Sensual: An extra sensitivity of the five senses. Super-tasters, sound sensitivity, sensitivity to light, etc. are all manifestations of this.
Intellectual: An extreme desire for understanding, greater knowledge, truth, enlightenment. These are people who are driven to observe, collect data, research, analyze, and theorize. They usually love reading and are highly curious.
Imaginational: Characterized by a highly active imagination and propensity to lose oneself in fantasy. These people can have very vivid dreams, see less of a stark distinction between truth and fiction or see truth as paradoxical, often find more pleasure living in their head than the real world, and are highly creative.
Emotional: Experiencing intense and complex emotional responses, often accompanied by physical sensations. These people are often highly empathic, often attracted to or experience the melancholy or the “dark” side of life, and form unusually strong attachments.
I have all five of these OEs. The last three especially are associated with positive disintegration. So basically I was always on a path to existential burnout. It was required for me to reach a higher level of personal development, according to Dąbrowski’s theory. So why do HSPs experience this type of thing, and what purpose does it serve?
A simple explanation for why HSPs often experience burnout is that their sensitivities make them more prone to it. But disintegration is more than just crisis. It is a rejection of the status quo, coupled with a desire for an individual and autonomous path forward. HSPs enter their dark night of the soul because of the particular way that they experience this kind of crisis: as a disquietude with the self; the feeling of being inferior, not just when compared to others but in terms of what they wish for themselves. HSPs are highly self-aware and self-critical, and have a keen sense of themselves as being “different” and misunderstood. The path through disintegration for most HSPs involves self-education and what Dąbrowski terms “autopsychotherapy.” In other words, the path toward greater autonomy is individual and self-directed. Each person must find their own untrodden path – and this, in essence, is both the reason for and result of existential burnout. The outcome is syntony, a state of being in harmony and resonating with one’s environment: integration.
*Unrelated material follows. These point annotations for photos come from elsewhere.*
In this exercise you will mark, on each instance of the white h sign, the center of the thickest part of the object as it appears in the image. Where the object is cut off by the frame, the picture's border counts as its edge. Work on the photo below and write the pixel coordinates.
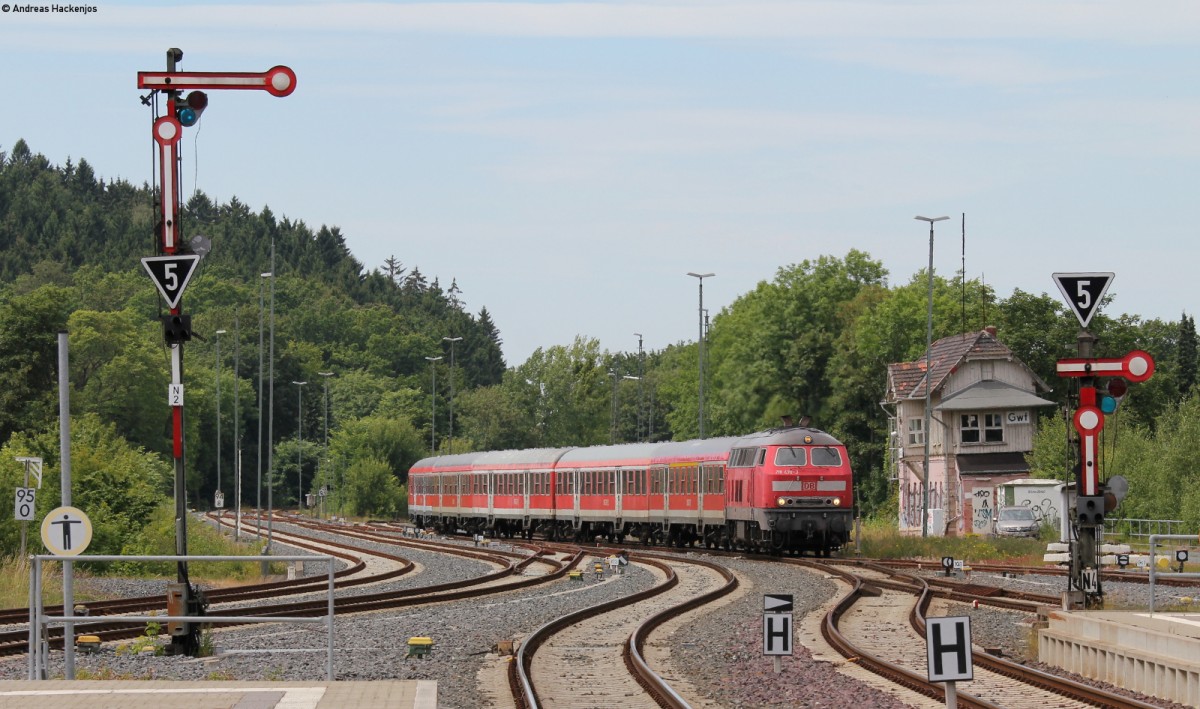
(948, 644)
(777, 634)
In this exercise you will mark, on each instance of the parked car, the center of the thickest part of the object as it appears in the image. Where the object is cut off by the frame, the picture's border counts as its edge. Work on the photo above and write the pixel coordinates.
(1017, 522)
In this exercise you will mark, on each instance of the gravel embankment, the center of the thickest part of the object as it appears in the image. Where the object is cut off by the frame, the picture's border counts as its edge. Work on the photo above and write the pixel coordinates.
(719, 653)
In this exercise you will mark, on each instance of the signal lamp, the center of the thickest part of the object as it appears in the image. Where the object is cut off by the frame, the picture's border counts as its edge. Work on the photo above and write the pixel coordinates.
(1116, 391)
(189, 109)
(177, 329)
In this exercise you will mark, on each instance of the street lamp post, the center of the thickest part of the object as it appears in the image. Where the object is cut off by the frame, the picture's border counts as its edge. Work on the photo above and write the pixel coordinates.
(217, 370)
(325, 376)
(612, 407)
(237, 427)
(270, 415)
(258, 497)
(701, 344)
(433, 404)
(451, 341)
(300, 444)
(641, 397)
(639, 379)
(929, 377)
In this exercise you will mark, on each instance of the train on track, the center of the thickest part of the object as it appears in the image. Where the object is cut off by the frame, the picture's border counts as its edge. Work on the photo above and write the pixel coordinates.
(785, 490)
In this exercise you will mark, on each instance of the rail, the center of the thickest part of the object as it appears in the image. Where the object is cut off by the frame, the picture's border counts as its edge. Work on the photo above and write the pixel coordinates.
(1135, 528)
(1153, 572)
(40, 622)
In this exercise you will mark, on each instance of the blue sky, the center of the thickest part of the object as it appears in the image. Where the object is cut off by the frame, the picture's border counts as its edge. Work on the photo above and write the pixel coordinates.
(569, 162)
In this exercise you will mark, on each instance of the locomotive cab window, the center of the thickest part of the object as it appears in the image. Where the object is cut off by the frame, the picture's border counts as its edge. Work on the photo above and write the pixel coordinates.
(826, 456)
(791, 456)
(742, 457)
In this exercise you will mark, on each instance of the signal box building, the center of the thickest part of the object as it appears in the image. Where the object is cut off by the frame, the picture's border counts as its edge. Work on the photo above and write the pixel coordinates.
(983, 402)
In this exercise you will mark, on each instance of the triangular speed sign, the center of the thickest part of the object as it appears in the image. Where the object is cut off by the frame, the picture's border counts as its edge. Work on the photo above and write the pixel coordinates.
(171, 275)
(1084, 292)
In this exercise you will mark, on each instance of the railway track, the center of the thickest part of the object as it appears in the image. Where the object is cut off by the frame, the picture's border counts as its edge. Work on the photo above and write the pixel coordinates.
(593, 658)
(882, 628)
(508, 566)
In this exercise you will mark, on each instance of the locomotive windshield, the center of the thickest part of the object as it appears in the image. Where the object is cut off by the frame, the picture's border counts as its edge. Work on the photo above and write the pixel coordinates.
(826, 456)
(791, 456)
(823, 456)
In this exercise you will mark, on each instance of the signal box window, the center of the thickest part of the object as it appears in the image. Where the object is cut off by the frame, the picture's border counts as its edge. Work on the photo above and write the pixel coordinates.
(994, 428)
(791, 456)
(991, 430)
(916, 431)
Dąbrowski believed that HSPs play a special role in society, that through their own personal experience of disintegration they could then use their learnings to help raise the level of society. But it is the implications of his theory for individual HSPs experiencing burnout that I find most compelling. I know that for me, I only began to heal when I stopped believing something was wrong with me, i.e. when I stopped pathologizing my experience of burnout (or letting others do that). How different would my experience of my dark night of the soul have felt if someone had said to me, “You’re an HSP, and what you are going through is a normal, necessary, and even positive part of your development. It’s going to hurt like hell, but you will find your way through it and emerge as a more highly functioning individual with something important to contribute to the world.” I wonder.